Hacı gittikten bir müddet sonra hane sahibi kendi kendine; “Allah, Allah! Ben kiiim, koskoca Mekke Emîri kim, bu mektubu yazan o hacı kiiim(!)” diye düşünmüş. Derken hanımı mektubu Mekke Emîri’ne muhakkak vermesi gerektiğini, aksi hâlde vebâl altında kalacağını söyleyerek beyini ikna etmiş... Neticede çeşitli mercilerden geçerek mektubu Mekke Emîri'ne vermiş... Emîr, mektubu açınca hemen ayağa kalkmış, selâm durmuş ve hane sahibine sormuş:

- Şimdi nerede bu misafir ettiğin zat-ı muhterem?

- Efendim, haccını tamamlayıp memleketine döndü.

- Bak mektup nasıl başlıyor: “Ben Harem-i Şerîfin Hâdimi Halîfe-i Müslimîn Sultan Abdülhamid Hân-ı Sâni ki...”

Bunu duyan adam bayılmış... Hayretler içinde kalmış! Meğer hac süresince rehberlik edip gezdirdiği zât Osmanlı padişahı, Sultan II. Abdülhamid Han hazretleriymiş… Sultan hazretleri yazdığı mektupta, emîre, bu zâta büyük bir bina verilmesini ve çoluk çocuğuna maaş bağlanmasını da emretmiş...’’

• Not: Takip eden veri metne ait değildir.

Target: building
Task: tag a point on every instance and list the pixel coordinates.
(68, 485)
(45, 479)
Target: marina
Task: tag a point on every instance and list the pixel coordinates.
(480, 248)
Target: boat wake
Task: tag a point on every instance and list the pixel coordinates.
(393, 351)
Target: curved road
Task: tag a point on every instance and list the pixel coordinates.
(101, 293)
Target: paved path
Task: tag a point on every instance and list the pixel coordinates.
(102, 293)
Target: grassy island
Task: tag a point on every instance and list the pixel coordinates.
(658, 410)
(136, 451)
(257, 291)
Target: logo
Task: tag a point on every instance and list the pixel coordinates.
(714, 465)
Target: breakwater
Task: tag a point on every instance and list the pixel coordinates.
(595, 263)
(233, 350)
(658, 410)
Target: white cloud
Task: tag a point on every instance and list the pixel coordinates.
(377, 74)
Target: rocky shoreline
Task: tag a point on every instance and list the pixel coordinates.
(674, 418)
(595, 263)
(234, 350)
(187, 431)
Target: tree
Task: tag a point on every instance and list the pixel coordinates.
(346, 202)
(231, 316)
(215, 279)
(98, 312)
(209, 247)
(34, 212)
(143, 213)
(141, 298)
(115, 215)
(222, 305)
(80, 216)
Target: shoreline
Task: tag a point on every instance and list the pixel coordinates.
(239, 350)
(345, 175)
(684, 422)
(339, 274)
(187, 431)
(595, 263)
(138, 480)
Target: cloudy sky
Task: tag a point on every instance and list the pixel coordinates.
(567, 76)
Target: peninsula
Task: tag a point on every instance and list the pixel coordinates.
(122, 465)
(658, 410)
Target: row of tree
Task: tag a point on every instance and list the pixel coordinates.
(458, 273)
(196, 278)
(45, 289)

Konferansta daha sonra söz alan Edebiyat Hocası Mehmet Şahinkoç: ‘’Çok yararlı ve keyifle dinlediğimiz bir konferans oldu. Abdülhamid’i ve bilmediğimiz birçok hususu güzel bir şekilde dile getiren Hocamıza çok teşekkür ediyoruz’’ diyerek kısa bir açıklamada bulunmuştur.